The issue described in the interview pertains to flinching, and the central nervous system’s ability to remember painful experiences. This memory or anticipation is noticed right before trigger break and the body tenses up, throwing off the shooters intended trajectory. If not corrected this can quickly develop into a muscle memory for some shooters.
Velocity, as stated, is how fast the bullet is moving out of the gun. More accurately, velocity is the forward speed of a bullet measured in feet per second. Most shooters will usually be informed about velocity as it pertains to exterior ballistics. Velocity has a simultaneous effect on trajectory which can affect accuracy and ballistic performance at longer ranges. For example, the higher the velocity of a bullet the flatter its trajectory, effecting ballistics drop at longer ranges.

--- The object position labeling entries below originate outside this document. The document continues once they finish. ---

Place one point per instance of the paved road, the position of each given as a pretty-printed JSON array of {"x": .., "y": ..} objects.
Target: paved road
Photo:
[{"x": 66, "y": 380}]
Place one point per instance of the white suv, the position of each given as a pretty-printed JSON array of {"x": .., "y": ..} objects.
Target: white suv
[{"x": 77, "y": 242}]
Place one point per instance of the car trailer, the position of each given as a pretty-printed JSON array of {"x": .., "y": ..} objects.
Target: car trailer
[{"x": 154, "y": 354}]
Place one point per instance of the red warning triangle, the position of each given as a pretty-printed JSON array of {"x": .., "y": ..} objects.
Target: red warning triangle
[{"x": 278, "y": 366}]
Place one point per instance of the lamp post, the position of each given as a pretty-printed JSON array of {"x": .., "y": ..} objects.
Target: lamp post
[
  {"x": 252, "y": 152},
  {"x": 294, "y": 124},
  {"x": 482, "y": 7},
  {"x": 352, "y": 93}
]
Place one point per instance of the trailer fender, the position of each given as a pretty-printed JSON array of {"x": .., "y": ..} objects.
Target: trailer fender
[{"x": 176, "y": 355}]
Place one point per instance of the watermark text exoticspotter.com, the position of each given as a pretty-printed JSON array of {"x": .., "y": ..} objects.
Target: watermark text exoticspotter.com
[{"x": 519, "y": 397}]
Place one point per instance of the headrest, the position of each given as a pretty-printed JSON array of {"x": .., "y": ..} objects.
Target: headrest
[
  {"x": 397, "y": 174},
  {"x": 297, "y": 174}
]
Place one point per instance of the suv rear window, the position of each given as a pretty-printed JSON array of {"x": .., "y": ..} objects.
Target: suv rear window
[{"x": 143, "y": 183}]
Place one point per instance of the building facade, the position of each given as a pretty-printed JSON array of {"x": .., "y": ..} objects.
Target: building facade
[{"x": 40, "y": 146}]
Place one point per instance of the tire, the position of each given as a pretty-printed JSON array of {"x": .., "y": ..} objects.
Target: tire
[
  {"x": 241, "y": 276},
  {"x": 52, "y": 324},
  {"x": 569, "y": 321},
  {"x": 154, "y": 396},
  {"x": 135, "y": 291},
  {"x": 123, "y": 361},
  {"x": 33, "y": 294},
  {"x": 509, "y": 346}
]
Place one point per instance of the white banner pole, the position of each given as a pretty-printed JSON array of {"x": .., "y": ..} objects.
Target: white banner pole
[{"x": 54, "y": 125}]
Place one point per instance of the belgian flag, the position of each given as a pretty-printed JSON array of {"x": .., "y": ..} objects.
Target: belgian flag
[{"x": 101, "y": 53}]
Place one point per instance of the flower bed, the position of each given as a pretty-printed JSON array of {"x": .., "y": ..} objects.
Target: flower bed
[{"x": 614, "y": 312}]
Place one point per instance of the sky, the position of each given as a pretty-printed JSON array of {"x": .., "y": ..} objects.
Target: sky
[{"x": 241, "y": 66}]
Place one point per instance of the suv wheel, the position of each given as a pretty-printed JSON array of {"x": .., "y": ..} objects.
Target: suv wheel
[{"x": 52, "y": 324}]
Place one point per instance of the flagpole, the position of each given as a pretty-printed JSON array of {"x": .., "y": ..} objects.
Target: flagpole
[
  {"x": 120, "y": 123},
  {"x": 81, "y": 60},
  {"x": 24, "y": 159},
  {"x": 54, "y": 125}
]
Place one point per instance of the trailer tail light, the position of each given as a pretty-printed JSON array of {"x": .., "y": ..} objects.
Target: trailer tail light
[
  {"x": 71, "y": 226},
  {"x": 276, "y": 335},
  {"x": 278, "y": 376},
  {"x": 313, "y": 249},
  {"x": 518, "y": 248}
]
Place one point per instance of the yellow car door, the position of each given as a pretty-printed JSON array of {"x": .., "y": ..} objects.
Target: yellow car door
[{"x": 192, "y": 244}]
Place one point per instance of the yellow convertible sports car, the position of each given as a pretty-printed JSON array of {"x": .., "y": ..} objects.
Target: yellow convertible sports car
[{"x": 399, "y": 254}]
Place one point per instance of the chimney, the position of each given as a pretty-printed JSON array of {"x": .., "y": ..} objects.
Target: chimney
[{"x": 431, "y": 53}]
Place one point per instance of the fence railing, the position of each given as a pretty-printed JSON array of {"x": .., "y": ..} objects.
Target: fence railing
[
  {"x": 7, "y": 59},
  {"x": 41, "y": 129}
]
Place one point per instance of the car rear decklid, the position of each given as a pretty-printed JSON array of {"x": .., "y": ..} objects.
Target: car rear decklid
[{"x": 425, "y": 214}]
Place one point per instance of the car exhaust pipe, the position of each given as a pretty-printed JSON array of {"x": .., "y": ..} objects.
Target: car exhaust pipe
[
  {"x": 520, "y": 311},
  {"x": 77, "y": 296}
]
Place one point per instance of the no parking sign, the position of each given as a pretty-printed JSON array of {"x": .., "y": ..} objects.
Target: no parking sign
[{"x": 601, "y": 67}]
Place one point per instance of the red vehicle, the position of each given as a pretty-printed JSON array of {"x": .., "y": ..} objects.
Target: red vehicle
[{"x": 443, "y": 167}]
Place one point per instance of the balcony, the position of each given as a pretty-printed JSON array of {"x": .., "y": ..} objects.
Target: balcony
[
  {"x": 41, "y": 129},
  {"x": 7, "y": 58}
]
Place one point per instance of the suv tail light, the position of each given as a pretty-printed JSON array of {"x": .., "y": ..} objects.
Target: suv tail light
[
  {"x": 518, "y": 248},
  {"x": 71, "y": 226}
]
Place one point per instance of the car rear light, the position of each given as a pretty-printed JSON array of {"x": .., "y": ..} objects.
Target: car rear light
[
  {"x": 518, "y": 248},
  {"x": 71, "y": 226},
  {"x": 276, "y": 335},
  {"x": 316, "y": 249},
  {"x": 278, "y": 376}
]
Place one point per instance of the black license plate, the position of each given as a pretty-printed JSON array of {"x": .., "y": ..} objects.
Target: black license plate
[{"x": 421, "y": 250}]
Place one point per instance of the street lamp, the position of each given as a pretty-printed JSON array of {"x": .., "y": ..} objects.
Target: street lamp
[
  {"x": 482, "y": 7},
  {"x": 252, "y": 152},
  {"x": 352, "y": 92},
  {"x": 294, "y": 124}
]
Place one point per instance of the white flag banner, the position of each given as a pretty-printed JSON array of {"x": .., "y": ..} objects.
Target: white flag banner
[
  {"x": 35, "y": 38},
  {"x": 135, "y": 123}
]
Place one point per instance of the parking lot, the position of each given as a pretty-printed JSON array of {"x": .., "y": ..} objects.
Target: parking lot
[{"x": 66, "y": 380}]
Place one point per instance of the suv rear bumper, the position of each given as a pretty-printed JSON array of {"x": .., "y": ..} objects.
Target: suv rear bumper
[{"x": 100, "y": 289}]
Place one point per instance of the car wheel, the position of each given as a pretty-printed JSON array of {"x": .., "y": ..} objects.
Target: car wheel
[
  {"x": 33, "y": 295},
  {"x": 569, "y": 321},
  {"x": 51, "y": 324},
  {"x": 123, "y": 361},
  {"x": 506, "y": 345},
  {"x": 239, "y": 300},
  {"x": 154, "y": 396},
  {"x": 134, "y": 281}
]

Perhaps the most discussed word within the firearm community is accuracy. Even my buddy had it right, because a firearm is a tool. If you invest in quality tools you will get the best performance from them. Though chapter one of Basic Ballistics did not mention quality of arms and accessories, it did mention the measure of accuracy. MOA or Minute of Angle is the most common measurement of shooters and is 1.047” per 100 yards.
MOA is fairly easy to use compared to its more precision counterpart, MILRAD or Milliradian, another common measurement among shooters. These two forms of measurements are used for various tasks in scopes such as rangefinding, measuring targets, etc. Grouping is also another consideration when discussing accuracy, as a group measurement will allow the shooter to classify their rifle’s accuracy. Groups are measured by the distance in the centers of two shots furthest apart on a target.